Recently, it has been indicated that the neuropharmacological properties of phytochemicals derived from medicinal plants may be clinically beneficial in AD ( Dey, Bhattacharya, Mukherjee, & Pandey, 2017). So, an increasing number of herbal extracts and active plant constituents have been investigated for their protective effects on AD in recent years ( Kalász et al., 2018; Wang, et al.,2016). Thymol and carvacrol, natural monoterpenoid phenols, are obtained from many plants belonging to the Lamiaceae family and have shown in vivo or in vitro activities, including antioxidant, neuroprotective, and memory enhancement ( Sharifi-Rad, 2018; Salehi, 2018). The neuroprotective effects of these compounds have been reported in a variety of animal models, including AD ( Azizi et al., 2012; Asadbegi, Yaghmaei, Salehi, Komaki, & Ebrahim-Habibi, 2017; Guan et al., 2019) and Parkinson disease (Manouchehrabadi, Farhadi, Azizi, & Torkaman-Boutorabi, 2020). One recent study has demonstrated significant attenuation of harmful effects of Aβ25-35 injection on the escape latency and traveled distance. Also, improving Aβ induced by thymol suggested the neuroprotective properties of this compound ( Asadbegi et al., 2017). Another recent in vivo study has shown that carvacrol could ameliorate brain AD induced by AlCl3, and attributed this effect to the anti-inflammatory and antioxidant activities of carvacrol ( Medhat et al., 2019). These results indicate that carvacrol attenuates memory impairments through inhibiting hippocampal neuronal injury inhibition. Another study showed improvements in bradykinesia, motor coordination, locomotor activity, and a reduction in apomorphine-induced rotation by carvacrol in 6-OHDA-stimulated rats. These findings suggested that carvacrol exerts neuroprotective effects in Parkinson disease models ( Manouchehrabadi, 2020). In the present study, we evaluated thymol and carvacrol effects on Aβ-induced cognitive deficits in an AD rodent model. Aβ infusion in the rat’s hippocampus CA1 region was shown to significantly impair the rat’s performance in finding the invisible platform in the MWM. Moreover, this deficiency was reversed by thymol or carvacrol administration. Accordingly, our findings provided evidence for thymol and carvacrol efficacy in enhancing cognitive performance.

Figure 4.

Figure 4.

Open in a new tab

Neuroprotective Activity of Thymol and Carvacrol on Morphological Changes and Neuronal Injury of Rat Hippocampus Caused by Aβ Neurotoxicity

H&E staining of mice hippocampal CA1 slices presents a) the control group neurons show normal shape and size; they are regularly arranged with a nucleus-colored blue marked with an arrow. The neuronal count was less in b) Aβ-treated and c) Aβ+Tween 80 compared to the control; d) Car and e) Thy groups show size increase in nerve cell bodies compared to Aβ treated group. A mixed pattern of normal and shrinkage neurons was observed; f) in the bryostatin group, neurons have almost normal morphology, and their arrangement was regular and few condensed neuronal cells (Representative of at least three experiments).

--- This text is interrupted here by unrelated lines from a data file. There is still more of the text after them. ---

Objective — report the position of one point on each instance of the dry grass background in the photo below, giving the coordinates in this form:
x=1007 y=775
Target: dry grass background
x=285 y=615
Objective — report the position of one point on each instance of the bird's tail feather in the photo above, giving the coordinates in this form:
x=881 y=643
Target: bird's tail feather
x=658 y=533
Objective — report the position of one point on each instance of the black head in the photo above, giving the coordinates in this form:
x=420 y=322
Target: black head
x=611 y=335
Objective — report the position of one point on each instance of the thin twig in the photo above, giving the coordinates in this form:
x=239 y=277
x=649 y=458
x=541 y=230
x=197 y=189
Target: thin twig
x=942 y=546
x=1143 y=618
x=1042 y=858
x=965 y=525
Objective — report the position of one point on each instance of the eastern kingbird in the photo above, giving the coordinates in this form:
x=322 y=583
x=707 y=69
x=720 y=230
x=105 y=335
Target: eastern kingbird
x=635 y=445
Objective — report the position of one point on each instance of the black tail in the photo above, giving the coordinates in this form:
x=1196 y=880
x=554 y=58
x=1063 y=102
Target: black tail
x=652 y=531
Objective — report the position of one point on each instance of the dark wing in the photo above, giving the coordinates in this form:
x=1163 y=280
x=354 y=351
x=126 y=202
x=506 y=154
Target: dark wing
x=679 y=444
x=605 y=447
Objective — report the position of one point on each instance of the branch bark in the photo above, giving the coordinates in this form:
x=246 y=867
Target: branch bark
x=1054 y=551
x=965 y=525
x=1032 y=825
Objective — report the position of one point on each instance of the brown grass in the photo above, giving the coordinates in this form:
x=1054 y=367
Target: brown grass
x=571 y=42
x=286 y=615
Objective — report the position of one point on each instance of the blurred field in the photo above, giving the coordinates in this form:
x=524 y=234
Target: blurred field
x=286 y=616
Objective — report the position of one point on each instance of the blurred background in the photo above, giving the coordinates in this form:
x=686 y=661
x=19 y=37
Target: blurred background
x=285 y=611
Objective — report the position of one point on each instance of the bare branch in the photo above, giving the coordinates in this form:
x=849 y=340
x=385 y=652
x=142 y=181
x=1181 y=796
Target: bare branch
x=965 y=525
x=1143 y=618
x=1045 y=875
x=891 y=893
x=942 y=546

Car: carvacrol; Thy: thymol. Normal cells are marked with Inline graphic. Shrinkage cells are marked with Inline graphic.

More recently, researchers have demonstrated that PKC activation might affect the pathophysiology of AD and attenuate related cognitive deficits ( Schrott et al., 2015; Etcheberrigaray et al., 2004; Amiri et al., 2020). It has been shown that bryostatin-1 reduces amyloid accumulation in AD transgenic mice brains ( Hongpaisan, Miao-Kun Sun, & Alkon, 2011). Our previous results indicate that thymol and carvacrol can cause PKC activation like bryostatin-1 ( Azizi et al., 2020). Consistent with these data, our findings from the PKC activity assay reveal that thymol and carvacrol reversed Aβ-induced neurotoxicity and consequently improved behavioral outcomes in AD model rats. In accordance with our results, Chen et al. displayed that the antioxidant property of carvacrol might lead to its cardioprotective activity through MAPK/ERK signaling pathway activation, as PKC’s common downstream effectors. Therefore, considering the possible neuroprotective role of PKC in AD, it is reasonable to suggest the administration of thymol and carvacrol as potential disease-modifying agents.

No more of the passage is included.